"Merhaba sevgili okur. Şu an bu yazıyı okuyorsanız Aymira ile tanıştınız demektir. Okurken okudukları üzerine düşünmeyi içselleştiren herkes bilir ki yazmak kadar okumak da sanattır. Sevgili Sündüz Yaşar Biga, ilk kez okurunu selamlıyor Aymira'sı ile. Heyecanını yüreğimde hissederek okudum Aymira'yı. Sizin de aynı heyecanla okuyacağınıza inancım sonsuz...
Aymir' a toplum baskılarının şekillendirme çabalarına rağmen hiçbir kalıba girmemiş bir kadın. Bir yanıyla çocukluğunda kalmış, yaşayamadıklarının hesabını hemen herkese soran, kadın bedeniyle yaşamanın güçlüklerini isyana dönüştüren, tüm kuralları reddeden gür kadın sesi; diğer yanda sosyal yapının üzerine yüklediği sorumlulukların kıskacında bir adanmışlık dizelerine. Bu durum şairliğinin varoluş öyküsünü yansıtıyor metinlerine.

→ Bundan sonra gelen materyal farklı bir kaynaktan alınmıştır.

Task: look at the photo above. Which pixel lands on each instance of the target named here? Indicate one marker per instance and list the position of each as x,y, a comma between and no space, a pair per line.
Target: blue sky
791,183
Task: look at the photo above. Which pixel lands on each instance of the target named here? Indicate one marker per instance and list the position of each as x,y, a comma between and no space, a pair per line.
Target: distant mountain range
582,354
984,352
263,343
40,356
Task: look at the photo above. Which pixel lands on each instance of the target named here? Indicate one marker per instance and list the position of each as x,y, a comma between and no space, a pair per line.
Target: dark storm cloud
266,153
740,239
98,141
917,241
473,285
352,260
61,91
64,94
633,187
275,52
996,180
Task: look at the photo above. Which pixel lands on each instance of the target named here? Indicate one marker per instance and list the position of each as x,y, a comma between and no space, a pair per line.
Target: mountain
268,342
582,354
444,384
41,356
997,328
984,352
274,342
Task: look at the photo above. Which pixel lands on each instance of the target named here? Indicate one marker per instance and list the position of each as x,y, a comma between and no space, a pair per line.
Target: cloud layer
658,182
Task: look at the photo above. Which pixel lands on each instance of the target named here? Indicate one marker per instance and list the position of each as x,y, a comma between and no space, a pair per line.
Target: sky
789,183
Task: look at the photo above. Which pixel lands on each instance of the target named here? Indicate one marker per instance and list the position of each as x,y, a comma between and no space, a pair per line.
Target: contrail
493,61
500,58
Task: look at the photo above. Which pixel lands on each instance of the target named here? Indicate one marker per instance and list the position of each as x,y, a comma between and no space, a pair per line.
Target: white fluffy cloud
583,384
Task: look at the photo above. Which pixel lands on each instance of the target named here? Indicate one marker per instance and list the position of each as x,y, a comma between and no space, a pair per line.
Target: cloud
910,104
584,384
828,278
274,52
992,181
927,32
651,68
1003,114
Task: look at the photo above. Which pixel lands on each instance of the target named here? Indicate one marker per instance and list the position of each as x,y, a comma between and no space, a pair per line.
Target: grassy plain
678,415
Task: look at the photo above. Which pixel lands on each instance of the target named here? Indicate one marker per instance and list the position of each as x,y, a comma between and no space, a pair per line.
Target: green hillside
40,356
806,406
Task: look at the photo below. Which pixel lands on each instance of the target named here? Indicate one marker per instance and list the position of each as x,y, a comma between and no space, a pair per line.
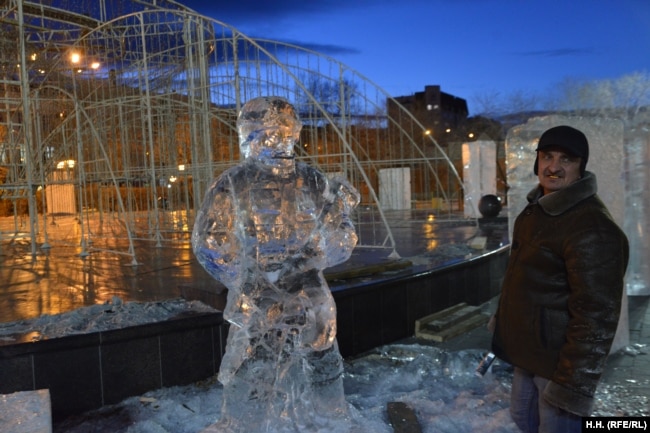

Aymira'yı var eden şair Sündüz Yaşar Biga ise kalemiyle özgünlüğü yakalamış bana göre dizelerinde. Şiirlerinde tüm vezinleri bulabilir irdeleyerek okuyan okuyucu. Duru Türkçe en belirgin özellikleri arasında sayılabilir şiir kitabının. Toplumsal olayları, gelin çocukları, adaletsizliği, sömürülen kadın emeğini, insan emeğini, Aymira üzerinden anlatan şiirleriyle, dayatılana isyanını dile getirirken çarkın arasında lime lime olmayı göze alıyor.
Aymira âşık oluyor, emek veriyor şiirleşiyor. Ne yazık ki tüm direnmelerine karşın pervane misali yakıyor kanatlarını. Aymira seviliyor, çok seviliyor fakat onu sevenin de Aymira'nın ışığında yandığını göremiyor... Öyküleme sohbetleri, cevap şiirleri ile Aymira, hayata ve insana sıkı sıkı dokunuyor.
Sevgili Sündüz Yaşar Biga, evrenin tüm seslerini yüreğiyle duyan kişiliğini yüreğimle kutluyorum. Toplumsal şiirlerin şairi olarak tarihe iz bırakanlardan olacağına inanıyor, eserlerinin devamını diliyorum. Gecikmiş bir merhabaydı Aymira. Hoş geldi yüreğimize..."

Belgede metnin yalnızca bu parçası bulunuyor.